It seems I picked a really good time of year to become mostly a vegan. Summer fruit is coming in, the farmer's markets are opening, and salad is literally popping out of the ground. So far, I'm enjoying being mostly vegan. We'll see what happens.
I've also been having an easier time exercising lately. The pool is open, the weather is nice for taking Wonderdog on walks, and Boo wants me to spend my afternoons playing frisbee with her.
And all this healthy eating and activity is working--at my doctor's appointment on Friday I discovered that I've lost 5 pounds. At first, this was a nice surprise. I haven't noticed any differences in the way my clothes fit or the way my body feels (weight-wise. I do feel pretty healthy since starting the new diet.) So I was expecting my weight to be about the same as it was the last time I was weighed, which was in March, or maybe a little more.
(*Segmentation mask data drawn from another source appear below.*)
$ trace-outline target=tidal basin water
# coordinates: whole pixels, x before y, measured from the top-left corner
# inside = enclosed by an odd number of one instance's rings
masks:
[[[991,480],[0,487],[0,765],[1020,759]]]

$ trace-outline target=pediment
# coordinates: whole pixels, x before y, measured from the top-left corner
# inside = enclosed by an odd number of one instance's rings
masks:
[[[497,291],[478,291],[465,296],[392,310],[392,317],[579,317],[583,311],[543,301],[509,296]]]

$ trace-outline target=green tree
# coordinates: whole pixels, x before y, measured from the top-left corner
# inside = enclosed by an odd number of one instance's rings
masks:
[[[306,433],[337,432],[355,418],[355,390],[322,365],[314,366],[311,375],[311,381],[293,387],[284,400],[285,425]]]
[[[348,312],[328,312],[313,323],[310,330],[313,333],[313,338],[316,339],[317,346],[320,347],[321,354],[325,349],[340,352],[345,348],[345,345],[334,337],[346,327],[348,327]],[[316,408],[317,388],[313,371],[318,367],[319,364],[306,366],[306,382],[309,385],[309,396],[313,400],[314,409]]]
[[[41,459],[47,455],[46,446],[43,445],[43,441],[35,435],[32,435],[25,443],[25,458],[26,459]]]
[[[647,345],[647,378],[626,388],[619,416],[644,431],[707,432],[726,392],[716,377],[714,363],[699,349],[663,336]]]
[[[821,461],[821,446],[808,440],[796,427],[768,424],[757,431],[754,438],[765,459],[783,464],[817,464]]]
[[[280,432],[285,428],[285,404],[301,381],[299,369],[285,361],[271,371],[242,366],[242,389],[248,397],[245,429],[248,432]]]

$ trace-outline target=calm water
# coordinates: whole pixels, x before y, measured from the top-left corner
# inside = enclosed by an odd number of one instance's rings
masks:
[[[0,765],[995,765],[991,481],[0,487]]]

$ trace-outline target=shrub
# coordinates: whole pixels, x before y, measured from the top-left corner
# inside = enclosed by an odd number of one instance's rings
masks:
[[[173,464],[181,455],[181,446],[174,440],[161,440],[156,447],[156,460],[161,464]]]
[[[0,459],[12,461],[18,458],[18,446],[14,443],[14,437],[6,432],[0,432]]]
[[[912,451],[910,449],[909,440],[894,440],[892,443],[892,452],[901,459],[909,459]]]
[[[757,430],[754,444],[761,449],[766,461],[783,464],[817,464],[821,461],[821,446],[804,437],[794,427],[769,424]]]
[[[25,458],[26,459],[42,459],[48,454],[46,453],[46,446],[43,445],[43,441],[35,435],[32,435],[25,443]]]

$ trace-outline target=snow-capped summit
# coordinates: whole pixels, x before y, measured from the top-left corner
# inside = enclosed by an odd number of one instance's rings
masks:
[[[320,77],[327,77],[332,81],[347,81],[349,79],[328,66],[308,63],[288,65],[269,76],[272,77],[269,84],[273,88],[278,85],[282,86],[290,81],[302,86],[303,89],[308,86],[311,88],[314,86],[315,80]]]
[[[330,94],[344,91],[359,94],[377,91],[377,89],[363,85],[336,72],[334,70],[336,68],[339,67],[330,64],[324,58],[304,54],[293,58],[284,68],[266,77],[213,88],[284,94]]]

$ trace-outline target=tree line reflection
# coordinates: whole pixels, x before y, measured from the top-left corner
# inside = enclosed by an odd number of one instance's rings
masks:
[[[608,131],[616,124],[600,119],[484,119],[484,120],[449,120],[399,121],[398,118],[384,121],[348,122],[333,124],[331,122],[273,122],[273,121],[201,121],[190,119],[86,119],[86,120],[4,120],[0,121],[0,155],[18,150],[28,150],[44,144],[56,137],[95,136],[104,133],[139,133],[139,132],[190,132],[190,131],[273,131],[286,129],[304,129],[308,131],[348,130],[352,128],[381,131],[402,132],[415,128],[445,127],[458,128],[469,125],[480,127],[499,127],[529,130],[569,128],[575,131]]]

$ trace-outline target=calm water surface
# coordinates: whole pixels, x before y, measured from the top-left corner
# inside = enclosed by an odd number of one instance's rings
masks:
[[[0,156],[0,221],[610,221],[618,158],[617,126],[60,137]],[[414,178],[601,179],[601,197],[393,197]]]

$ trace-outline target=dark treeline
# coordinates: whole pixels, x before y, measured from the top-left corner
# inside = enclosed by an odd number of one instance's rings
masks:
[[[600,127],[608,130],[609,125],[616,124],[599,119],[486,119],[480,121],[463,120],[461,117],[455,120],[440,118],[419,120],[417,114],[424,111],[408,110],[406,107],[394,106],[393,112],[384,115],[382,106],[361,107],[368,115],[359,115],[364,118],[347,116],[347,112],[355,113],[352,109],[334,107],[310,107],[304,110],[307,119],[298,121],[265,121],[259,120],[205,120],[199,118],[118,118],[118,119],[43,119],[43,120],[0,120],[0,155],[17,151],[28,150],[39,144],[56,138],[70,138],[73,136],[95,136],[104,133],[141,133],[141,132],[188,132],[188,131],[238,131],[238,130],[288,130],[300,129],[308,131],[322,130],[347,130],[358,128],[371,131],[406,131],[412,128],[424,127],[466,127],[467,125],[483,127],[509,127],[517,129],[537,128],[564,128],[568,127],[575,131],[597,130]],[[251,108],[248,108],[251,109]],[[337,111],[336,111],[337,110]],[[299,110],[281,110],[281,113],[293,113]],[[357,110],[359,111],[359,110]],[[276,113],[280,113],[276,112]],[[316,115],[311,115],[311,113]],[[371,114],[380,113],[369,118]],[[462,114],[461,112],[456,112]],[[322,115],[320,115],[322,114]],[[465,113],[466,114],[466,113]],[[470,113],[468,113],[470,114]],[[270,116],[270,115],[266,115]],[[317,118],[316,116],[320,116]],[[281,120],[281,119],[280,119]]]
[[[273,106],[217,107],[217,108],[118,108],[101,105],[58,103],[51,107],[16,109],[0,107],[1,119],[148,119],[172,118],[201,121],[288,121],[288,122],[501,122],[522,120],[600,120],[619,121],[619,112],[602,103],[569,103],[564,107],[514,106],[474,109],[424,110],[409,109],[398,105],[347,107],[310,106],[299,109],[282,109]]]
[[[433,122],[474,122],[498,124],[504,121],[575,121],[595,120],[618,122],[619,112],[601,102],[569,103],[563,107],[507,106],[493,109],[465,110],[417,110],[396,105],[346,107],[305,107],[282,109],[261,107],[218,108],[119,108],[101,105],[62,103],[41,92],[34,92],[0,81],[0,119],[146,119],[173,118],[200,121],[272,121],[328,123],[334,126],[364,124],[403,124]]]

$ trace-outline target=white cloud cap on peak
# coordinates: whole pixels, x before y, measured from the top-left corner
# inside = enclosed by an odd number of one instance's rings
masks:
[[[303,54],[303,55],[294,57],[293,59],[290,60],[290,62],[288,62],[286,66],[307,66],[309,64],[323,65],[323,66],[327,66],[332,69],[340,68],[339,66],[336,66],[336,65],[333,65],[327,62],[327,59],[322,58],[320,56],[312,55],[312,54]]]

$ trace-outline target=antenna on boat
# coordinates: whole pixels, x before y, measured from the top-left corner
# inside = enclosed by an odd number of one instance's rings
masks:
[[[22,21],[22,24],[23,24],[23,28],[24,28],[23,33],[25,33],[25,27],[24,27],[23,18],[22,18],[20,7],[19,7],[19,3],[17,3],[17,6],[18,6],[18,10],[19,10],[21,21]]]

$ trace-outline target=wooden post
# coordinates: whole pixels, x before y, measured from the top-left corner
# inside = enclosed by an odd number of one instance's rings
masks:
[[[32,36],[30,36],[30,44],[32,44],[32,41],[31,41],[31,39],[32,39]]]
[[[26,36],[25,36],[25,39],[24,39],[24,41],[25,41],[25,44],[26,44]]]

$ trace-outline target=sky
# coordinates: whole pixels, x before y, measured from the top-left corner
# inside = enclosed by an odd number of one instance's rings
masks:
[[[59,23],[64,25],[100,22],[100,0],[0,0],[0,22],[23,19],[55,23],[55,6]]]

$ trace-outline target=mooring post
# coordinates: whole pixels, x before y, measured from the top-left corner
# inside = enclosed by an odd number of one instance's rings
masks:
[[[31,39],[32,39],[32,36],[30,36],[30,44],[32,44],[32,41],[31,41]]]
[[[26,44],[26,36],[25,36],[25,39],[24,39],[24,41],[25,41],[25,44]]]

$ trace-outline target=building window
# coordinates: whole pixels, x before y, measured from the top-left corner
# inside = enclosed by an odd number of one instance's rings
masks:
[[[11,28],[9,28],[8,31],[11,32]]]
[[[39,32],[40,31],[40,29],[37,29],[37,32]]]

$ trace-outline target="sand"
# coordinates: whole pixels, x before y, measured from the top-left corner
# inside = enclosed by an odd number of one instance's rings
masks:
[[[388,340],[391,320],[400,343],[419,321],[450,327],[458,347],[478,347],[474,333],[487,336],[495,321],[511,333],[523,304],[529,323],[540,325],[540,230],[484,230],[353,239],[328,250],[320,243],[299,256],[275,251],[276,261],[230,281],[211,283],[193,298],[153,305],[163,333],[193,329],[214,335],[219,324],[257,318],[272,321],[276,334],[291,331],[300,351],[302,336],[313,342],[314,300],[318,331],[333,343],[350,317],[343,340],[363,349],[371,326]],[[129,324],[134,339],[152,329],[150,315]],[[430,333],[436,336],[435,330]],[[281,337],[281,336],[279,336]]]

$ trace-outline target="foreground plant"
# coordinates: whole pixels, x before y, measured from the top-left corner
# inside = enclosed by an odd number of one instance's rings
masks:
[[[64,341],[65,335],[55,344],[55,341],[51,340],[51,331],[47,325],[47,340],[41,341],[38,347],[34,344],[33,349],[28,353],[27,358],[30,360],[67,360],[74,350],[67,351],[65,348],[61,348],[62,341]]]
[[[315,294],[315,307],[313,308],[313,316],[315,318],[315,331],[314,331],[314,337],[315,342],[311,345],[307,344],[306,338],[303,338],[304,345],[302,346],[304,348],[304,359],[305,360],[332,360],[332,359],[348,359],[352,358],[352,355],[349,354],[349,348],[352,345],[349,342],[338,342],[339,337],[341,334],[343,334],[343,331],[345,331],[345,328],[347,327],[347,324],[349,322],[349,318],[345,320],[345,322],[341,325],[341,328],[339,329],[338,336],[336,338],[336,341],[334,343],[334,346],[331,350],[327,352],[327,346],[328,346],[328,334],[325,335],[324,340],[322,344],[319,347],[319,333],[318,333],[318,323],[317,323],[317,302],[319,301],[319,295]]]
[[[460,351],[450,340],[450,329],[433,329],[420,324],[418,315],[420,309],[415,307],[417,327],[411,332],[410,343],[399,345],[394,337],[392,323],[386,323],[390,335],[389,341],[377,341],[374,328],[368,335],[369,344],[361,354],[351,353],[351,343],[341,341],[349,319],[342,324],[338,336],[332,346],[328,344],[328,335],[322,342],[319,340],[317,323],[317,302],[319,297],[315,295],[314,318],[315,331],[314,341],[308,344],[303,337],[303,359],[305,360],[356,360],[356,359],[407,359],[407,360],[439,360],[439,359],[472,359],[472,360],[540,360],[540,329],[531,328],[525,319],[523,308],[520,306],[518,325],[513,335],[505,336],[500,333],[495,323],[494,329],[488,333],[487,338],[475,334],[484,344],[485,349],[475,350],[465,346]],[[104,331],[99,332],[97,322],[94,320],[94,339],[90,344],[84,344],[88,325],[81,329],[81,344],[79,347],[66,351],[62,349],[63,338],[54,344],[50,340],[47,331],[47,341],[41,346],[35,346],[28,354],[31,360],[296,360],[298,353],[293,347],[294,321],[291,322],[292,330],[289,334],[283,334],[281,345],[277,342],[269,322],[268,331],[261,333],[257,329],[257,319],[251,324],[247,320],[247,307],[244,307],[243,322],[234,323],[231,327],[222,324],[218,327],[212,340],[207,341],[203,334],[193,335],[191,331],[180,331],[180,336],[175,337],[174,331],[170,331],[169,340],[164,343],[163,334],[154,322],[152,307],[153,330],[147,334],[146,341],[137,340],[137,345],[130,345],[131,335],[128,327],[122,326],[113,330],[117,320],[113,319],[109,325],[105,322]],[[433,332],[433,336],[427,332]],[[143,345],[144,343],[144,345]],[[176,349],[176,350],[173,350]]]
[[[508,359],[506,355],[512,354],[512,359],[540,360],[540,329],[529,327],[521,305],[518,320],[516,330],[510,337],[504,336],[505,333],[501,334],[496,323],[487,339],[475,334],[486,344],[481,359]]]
But then I started feeling resentful, and that surprised me. Shouldn't I feel vindicated? Since that doctor's appointment in March, I've been trying to eat more vegetables and to move more. In the month of May, I definitely started moving more and for the past week I've been mostly vegan. So shouldn't I feel vindicated? My plan is working!
Nope. I was pissed. Part of me doesn't want eating less and moving more to work. I guess if it didn't, then I could go back to eating more and lying around with a clear conscience. After all, if I can't do anything about my health, then I needn't try, right? Alas, this IS something I can control and so I'll have to keep at it.
Remember, though, this was Friday. Since then, I've been working at this VB6 diet. We did some shopping over the weekend and bought more fruits and veggies and more silken tofu. This morning I stopped at the market on the way to work and bought some grape tomatoes and a whole lot of nuts to keep in my office. I'll finish the tomatoes this week, and the nuts should last me at least through the summer. I actually enjoyed snacking all day on fruit and tomatoes today, and when I got a bit peckish in the afternoon, I had a handful of walnuts and then I felt fine.
I think this diet will be fairly easy to stick to for the rest of the growing season. The winter will be harder, but I can worry about that then. For now, I'm in veggie heaven.